Adrian Gonzalez is, as is well documented, one of the best hitters in the league, and he’s lived up to that reputation so far this year, with a .319/.438/.625 line, supported by a crazy 16.9% BB% and .306 Isolated Power (SLG-AVG).
There’s a pretty huge dropoff in the lineup after Gonzalez. Chase Headley has had a great year so far (.337/.382/.446) but he doesn’t take a lot of walks, and as such his on base percentage is greatly supported by a .403 BABIP. He should fall back to earth soon. Will Venable is hitting for some scary power – .268 ISO is nearly twice of league average – but, again, he doesn’t take any walks, and without walks, a 29.6% K rate is going to result in a terrible on base percentage. Venable is currently sitting at a .295 OBP.
I’m a fan of Kyle Blanks, but he will not produce with his strikeout rate where it is right now – 41.5% of at bats. He’s walking and hitting for power, but he needs to start putting the ball in play. When he does, he can be a real threat. I’m also a fan of Scott Hairston, who has a similar issue, as he is currently striking out 36.1% of the time.
Tony Gwynn Jr. has learned how to walk, and is combining a good on base percentage with good outfield defense to become a productive player. PETCO park is perfect for him – I still don’t regret the trade that brought in Jody Gerut. Nick Hundley is a decent catcher – probably around an average hitter, but he’s splitting time with Yorvit Torrealba, who has no on-base skills at this point in his career.
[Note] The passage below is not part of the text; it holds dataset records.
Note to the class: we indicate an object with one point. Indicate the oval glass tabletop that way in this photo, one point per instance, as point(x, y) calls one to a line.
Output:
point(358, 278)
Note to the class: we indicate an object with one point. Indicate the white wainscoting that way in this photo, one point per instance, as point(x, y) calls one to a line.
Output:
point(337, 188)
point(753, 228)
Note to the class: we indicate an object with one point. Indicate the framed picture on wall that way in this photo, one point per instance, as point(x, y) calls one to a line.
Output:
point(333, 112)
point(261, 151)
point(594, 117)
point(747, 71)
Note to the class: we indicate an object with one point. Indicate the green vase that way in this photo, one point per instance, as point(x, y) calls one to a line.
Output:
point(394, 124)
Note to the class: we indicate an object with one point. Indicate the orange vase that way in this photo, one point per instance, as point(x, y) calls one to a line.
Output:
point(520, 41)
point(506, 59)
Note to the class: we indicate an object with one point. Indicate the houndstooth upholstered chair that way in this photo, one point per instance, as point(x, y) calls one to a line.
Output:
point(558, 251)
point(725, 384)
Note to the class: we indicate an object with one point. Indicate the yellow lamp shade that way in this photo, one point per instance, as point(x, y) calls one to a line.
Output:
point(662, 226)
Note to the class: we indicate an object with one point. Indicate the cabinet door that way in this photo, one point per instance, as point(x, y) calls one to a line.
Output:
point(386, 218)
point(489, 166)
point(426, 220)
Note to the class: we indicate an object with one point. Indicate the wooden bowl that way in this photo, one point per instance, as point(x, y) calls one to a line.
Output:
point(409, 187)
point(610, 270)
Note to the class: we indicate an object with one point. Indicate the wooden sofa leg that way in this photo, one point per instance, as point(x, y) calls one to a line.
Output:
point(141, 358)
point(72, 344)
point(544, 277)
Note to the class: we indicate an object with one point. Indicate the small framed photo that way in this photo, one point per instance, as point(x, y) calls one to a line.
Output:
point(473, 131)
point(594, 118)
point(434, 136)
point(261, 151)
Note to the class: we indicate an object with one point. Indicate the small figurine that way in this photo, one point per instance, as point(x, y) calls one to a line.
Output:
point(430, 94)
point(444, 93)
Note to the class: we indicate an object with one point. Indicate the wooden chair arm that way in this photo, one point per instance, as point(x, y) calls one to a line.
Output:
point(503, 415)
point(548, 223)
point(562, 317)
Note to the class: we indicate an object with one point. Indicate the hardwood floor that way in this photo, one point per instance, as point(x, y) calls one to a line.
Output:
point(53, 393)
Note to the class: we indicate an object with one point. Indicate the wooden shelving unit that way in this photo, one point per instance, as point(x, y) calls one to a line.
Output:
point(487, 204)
Then we come to the dead weight. David Eckstein and Everth Cabrera are, simply put, poor hitters. Cabrera’s good 2009 was supported by an unprecedented 10.5% walk rate after a 9.3% walk rate in single A and a 23.3% K rate after a 21.1% K rate at the same level. That simply doesn’t happen very often, and is why ZiPS projected a paltry .646 OPS from Cabrera, nearly 100 points higher than what he’s actually posted so far. Eckstein makes a lot of contact, but that’s not really a good thing given his complete lack of power. If he hits a fly ball, it’s essentially an automatic out, and he doesn’t walk at all (3.9% BB rate). He’s just not a productive hitter.
The Padres have what look like some promising pieces, but overall an offense that is well below average. In spacious PETCO Park, the Brewers pitchers should be able to shut them down.